ROANOKE TIMES

                         Roanoke Times
                 Copyright (c) 1995, Landmark Communications, Inc.

DATE: SUNDAY, June 5, 1994                   TAG: 9406070012
SECTION: THE GREAT CRUSADE                    PAGE: D-DAY7   EDITION: METRO 
SOURCE: 
DATELINE:                                 LENGTH: Short


DUTY ABOARD LST FOR PAIR FROM VINTON AND SALEM WAS MIND BENDING

YOU LOOKED LIKE you could walk from one ship to the other," Jim Gladden of Salem says of the armada of nearly 5,000 ships that took Allied troops from Britain to the French coast on D-Day.

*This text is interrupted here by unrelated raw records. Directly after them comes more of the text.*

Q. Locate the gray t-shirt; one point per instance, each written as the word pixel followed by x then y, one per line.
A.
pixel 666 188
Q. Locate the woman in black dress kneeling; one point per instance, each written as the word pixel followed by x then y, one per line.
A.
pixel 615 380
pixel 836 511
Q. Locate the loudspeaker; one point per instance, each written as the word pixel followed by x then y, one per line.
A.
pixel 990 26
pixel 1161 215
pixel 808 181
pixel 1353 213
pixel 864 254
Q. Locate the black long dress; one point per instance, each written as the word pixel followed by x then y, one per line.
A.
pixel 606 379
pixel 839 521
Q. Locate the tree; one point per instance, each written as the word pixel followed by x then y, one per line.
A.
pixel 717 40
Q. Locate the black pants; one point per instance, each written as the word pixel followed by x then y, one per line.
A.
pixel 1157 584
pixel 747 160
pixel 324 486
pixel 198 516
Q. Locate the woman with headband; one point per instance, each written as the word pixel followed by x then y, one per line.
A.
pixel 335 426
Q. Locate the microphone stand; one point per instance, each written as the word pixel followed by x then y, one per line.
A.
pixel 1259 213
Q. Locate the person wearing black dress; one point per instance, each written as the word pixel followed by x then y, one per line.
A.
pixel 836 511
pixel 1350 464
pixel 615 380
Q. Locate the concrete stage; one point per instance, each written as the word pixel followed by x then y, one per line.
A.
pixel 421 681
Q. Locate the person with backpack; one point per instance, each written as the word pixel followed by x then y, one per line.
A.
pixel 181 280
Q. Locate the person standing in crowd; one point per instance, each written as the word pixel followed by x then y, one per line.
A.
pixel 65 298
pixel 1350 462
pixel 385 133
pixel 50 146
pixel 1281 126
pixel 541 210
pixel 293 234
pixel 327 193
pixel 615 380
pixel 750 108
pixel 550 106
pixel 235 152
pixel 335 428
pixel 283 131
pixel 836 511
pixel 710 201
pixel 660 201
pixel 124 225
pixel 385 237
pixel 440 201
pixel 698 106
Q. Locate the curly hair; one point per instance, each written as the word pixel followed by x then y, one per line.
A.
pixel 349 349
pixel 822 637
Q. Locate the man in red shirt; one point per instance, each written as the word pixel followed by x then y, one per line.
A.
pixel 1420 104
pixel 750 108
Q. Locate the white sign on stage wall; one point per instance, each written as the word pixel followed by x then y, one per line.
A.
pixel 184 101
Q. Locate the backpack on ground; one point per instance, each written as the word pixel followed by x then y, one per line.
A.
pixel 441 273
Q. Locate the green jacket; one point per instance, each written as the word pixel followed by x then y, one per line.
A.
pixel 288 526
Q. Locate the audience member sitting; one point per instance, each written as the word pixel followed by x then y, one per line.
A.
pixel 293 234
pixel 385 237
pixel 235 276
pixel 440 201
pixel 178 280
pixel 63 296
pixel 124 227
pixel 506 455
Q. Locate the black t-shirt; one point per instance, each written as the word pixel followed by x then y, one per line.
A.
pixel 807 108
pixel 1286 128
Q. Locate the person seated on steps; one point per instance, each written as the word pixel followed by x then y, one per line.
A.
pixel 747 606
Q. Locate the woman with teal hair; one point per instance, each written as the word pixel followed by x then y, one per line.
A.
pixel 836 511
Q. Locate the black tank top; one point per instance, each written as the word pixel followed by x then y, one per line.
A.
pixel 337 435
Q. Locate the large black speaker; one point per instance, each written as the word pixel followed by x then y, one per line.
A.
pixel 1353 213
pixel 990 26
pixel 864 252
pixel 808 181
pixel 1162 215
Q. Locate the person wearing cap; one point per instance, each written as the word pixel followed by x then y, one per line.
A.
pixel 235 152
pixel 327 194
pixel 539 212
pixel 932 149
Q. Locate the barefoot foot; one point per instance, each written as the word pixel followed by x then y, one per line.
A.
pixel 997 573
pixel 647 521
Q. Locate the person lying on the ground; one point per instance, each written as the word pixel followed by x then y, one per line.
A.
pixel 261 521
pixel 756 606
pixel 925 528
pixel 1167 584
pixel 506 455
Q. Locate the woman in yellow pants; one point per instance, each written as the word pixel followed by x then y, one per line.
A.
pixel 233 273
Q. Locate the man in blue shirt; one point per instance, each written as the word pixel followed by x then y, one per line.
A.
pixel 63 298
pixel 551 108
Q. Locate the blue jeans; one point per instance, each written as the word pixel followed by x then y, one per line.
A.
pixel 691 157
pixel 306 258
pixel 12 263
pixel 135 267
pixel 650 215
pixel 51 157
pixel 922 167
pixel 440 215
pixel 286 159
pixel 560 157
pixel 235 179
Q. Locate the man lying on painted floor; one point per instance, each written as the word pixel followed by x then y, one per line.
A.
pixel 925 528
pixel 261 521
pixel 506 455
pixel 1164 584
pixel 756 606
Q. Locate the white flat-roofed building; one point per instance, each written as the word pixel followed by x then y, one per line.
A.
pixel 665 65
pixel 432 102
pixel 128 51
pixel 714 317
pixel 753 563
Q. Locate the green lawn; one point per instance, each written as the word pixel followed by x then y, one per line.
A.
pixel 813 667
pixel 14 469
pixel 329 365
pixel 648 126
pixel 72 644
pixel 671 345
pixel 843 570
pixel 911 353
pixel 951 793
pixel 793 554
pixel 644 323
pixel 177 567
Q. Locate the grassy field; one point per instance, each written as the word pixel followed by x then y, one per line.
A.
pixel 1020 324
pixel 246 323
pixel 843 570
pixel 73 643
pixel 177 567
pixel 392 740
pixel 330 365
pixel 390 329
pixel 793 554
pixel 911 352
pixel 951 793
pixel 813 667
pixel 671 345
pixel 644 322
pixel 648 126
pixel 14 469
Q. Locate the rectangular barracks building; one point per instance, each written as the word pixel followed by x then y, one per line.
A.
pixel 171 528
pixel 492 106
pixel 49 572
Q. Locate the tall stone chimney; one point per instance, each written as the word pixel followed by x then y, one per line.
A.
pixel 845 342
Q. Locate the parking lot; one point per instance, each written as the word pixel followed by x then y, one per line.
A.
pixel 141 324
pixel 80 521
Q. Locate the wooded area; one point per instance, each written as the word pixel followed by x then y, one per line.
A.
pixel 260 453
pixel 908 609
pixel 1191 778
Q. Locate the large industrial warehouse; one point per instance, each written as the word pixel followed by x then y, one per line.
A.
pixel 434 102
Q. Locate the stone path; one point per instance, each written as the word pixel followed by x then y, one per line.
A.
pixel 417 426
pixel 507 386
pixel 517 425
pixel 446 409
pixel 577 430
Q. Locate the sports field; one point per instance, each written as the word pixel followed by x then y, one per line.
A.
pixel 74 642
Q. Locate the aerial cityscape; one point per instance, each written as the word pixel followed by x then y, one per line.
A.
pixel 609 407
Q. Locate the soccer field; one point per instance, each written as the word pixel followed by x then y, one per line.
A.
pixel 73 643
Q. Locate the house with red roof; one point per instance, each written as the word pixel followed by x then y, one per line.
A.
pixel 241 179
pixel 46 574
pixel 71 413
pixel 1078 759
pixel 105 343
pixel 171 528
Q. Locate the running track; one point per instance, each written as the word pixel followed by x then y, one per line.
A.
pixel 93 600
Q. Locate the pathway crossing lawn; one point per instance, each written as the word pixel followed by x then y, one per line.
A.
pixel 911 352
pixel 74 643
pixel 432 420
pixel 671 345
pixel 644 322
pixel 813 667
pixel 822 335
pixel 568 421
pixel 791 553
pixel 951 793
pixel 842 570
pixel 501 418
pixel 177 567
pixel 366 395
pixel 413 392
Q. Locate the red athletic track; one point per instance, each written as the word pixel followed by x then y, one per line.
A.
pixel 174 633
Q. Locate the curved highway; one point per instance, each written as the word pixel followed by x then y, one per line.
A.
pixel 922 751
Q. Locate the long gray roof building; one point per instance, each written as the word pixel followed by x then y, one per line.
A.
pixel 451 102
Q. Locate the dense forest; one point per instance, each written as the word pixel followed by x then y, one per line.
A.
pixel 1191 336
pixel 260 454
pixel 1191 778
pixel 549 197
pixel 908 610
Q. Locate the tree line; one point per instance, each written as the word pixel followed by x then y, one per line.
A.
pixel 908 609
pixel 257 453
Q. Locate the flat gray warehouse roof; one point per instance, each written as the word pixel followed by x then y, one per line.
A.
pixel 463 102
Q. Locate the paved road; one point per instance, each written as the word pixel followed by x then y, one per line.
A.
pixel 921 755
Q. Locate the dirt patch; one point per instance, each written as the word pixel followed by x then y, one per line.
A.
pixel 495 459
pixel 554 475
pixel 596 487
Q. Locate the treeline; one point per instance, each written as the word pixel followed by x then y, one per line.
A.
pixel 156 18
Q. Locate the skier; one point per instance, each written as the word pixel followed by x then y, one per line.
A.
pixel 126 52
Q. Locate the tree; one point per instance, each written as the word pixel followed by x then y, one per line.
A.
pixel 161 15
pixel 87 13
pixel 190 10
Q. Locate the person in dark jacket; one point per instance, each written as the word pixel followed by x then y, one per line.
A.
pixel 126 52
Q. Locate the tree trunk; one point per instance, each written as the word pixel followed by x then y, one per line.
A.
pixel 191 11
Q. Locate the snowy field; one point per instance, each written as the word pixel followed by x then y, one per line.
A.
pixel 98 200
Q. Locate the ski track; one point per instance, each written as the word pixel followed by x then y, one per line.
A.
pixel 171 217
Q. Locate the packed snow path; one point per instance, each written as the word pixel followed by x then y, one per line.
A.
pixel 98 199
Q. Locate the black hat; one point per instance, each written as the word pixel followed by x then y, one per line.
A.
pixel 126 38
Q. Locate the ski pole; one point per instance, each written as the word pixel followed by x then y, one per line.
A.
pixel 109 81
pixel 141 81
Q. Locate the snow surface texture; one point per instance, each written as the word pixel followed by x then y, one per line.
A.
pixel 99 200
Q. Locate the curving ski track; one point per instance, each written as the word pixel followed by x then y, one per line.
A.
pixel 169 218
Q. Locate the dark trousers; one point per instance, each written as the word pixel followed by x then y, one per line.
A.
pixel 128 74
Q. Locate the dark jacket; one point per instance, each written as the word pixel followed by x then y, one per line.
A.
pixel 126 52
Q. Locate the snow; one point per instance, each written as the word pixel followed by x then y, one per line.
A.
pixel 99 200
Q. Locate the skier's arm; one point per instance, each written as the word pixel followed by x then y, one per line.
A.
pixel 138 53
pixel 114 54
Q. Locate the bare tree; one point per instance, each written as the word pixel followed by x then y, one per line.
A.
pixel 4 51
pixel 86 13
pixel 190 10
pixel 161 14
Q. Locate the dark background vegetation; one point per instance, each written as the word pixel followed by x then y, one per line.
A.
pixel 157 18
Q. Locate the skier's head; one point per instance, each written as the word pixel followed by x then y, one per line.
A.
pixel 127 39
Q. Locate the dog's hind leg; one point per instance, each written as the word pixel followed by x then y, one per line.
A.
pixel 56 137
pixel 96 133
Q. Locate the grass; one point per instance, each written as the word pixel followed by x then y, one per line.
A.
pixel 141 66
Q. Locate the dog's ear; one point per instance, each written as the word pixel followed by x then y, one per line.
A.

Gladden was aboard a Landing Ship Tank (LST), a 330-foot long craft with two large doors in its bow for discharging cargo onto a beach or into the sea. Gladden's D-Day job was damage control, and he was stationed in the ship's steering engine room. Clifton Scott of Vinton was on a gun crew on the same LST.

On deck, Scott thought "the world's coming to an end." The Germans fired machine guns and artillery at the ship but made no hits.

After the LST delivered tanks and armored cars to Juno Beach at 8 a.m., Gladden's job was to move through the tank deck and fold down hundreds of beds that were attached to the hull. A surgical unit was aboard to care for the wounded who would soon fill the beds.

The injured included British, Canadian and German soldiers. Gladden remembers the shocked reaction of one German when he was told the pharmacist's mate who was tending him was Jewish.

Gladden feared he'd lose his mind from the things he saw.

"I really did some serious praying about this," Gladden said.